El futuro de una experiencia política

 Por Edgardo Mocca

“El kirchnerismo no es solamente una persona.” Lo afirmó la Presidenta en la entrevista realizada con Jorge Rial. Un problema de salud de Cristina y la implacable operación psicológico-política puesta en marcha por la maquinaria mediática dominante hicieron que durante un par de días se generara en el país un tenso clima político. La constelación desestabilizadora mezcló aviesamente las barajas de la realidad y retóricamente convirtió una dolencia real e importante de la Presidenta en una muestra de debilidad política personal y en una crisis institucional del país. Lo que de todos modos quedó muy claro es la centralidad del liderazgo nacional de la Presidenta entre quienes la apoyan tanto como entre quienes la resisten.

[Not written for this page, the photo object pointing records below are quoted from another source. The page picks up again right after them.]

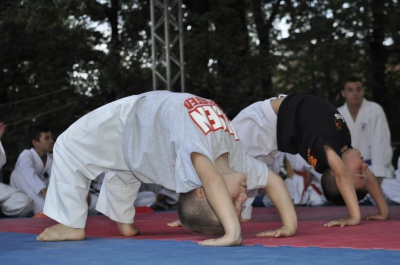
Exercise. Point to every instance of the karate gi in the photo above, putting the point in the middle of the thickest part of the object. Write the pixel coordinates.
(304, 124)
(30, 175)
(13, 202)
(145, 138)
(371, 135)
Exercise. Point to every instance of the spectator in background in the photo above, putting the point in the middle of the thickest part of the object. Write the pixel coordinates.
(13, 202)
(33, 168)
(369, 129)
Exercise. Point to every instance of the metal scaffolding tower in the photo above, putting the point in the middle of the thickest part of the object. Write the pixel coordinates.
(167, 44)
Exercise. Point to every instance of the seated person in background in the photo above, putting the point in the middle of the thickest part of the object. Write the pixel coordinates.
(33, 168)
(302, 182)
(32, 171)
(13, 202)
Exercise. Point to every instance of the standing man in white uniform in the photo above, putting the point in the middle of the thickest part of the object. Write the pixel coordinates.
(369, 130)
(13, 202)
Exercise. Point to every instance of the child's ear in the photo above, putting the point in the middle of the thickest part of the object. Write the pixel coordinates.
(200, 192)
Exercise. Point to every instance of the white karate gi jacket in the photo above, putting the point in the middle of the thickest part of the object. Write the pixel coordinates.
(371, 135)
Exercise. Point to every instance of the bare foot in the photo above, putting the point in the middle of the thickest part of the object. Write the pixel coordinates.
(61, 232)
(127, 229)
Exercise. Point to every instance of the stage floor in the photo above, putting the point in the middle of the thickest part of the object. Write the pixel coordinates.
(372, 242)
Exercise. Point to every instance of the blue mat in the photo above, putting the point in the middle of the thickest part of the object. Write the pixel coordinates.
(17, 248)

Pero la frase de Cristina seguía: “El kirchnerismo es una construcción política que abreva en el peronismo pero incorpora también otros sectores que se identifican con una visión del país y del mundo”. No es exagerado decir que alrededor de esta afirmación, a su favor y en su contra, circuló buena parte del debate político de estos últimos años y que también a su alrededor se definirá la batalla política principal en la Argentina actual. Mirando hacia atrás aparece claro que ya desde la asunción de Néstor Kirchner se discute en el país si el kirchnerismo tiene detrás suyo un sentido de época y una proyección futura o es algo así como una forma circunstancial de conducción peronista y de gestión estatal. En la actual coyuntura, el dilema encierra en su interior nada más y nada menos que el futuro del peronismo, lo que equivale a decir la configuración del sistema político argentino en su conjunto. El cuestionamiento a la afirmación presidencial une significativamente a la derecha y a cierto progresismo: el sentido que el kirchnerismo se atribuye a sí mismo es pura manipulación ideológica, un simulacro político; la esencia del kirchnerismo es un modo de ejercer el poder –concentrador, arbitrario o directamente autoritario– y su relato es pura demagogia para consumo de incautos, lo que, como se ve, no solamente constituye un juicio sobre el liderazgo político sino que incluye una descalificación intelectual de quienes compartimos el rumbo del país en estos años. A partir de esta coincidencia transversal se abren los caminos: para la derecha, el rostro real detrás de la maquinaria es estatista, dilapidador y opresivo de la iniciativa privada; para los progresistas opositores es conciliador con los poderosos y políticamente conservador.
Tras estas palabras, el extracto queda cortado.